Logo

70. Jahrestagung der Deutschen Gesellschaft für Medizinische Informatik, Biometrie und Epidemiologie e.V.

Deutsche Gesellschaft für Medizinische Informatik, Biometrie und Epidemiologie e.V. (GMDS)
07.-11.09.2025
Jena

Meeting Abstract

Potential of Machine Learning for Discharge Management Using Routine Health Insurance Data

Zully Ritter - Department of Medical Informatics, University Medical Center Göttingen (UMG), Göttingen, Germany
Miriam Cindy Maurer - Institut für Medizinische Informatik, Universitätsmedizin Göttingen, Göttingen, Germany
Jacqueline Beinecke - Department of Medical Informatics, University Medical Center Göttingen (UMG), Göttingen, Germany
Lisa Weller - aQua-Institute for Applied Quality Improvement and Research in Health Care, Göttingen, Germany
Thorsten Pollmann - aQua-Institute for Applied Quality Improvement and Research in Health Care, Göttingen, Germany
Matthias Kretzler - BKK Dachverband e.V., Berlin, Germany
Thomas Grobe - aQua-Institute for Applied Quality Improvement and Research in Health Care, Göttingen, Germany
Anne-Christin Hauschild - Department of Predictive Deep Learning in Medicine and Healthcare, Justus-Liebig University Gießen, Gießen, Germany; Department of Medical Informatics, University Medical Center Göttingen (UMG), Göttingen, Germany

Text

Introduction: The use of artificial intelligence, particularly machine learning models, to develop predictive models from health insurance routine data is becoming increasingly common [1], [2]. However, it’s not always clear when and how to leverage the advantages of advanced, AI and explainable AI models to create a stable and reliable framework for processing large datasets, managing bias, and handling imbalanced data collections.
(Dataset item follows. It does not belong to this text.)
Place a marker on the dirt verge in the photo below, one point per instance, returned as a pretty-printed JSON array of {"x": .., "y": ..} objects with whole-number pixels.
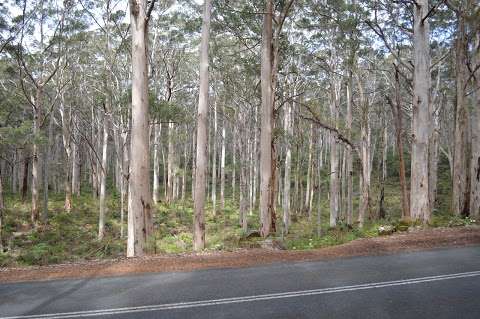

Methods: To explore this, the KI-Thrust project conducted a comprehensive comparison between traditional regression models and various machine learning models (including, but not limited to, random forest (RF), neural networks (NN), and Adaboost (AB)) using a large-scale health insurance routine dataset collected by KI-Thrust. This dataset has around two million samples for training, including age, sex, diagnosis, mortality, unplanned readmissions, and aid use. The study focused on two outcomes: mortality (OM) and unplanned readmissions (OUR). For this, three data-models for each outcome (M1, M2, and M3) were implemented. M1 uses all features except those related to pre-existing conditions, which are represented by ICD-10 codes. M2 includes all features, while M3 is similar to M2 but adds a time component. Sampling techniques were used to manage imbalanced classes [3]. An automated explainability [4] tool was developed using various XAI techniques, including Shapley values and integrated gradients [5].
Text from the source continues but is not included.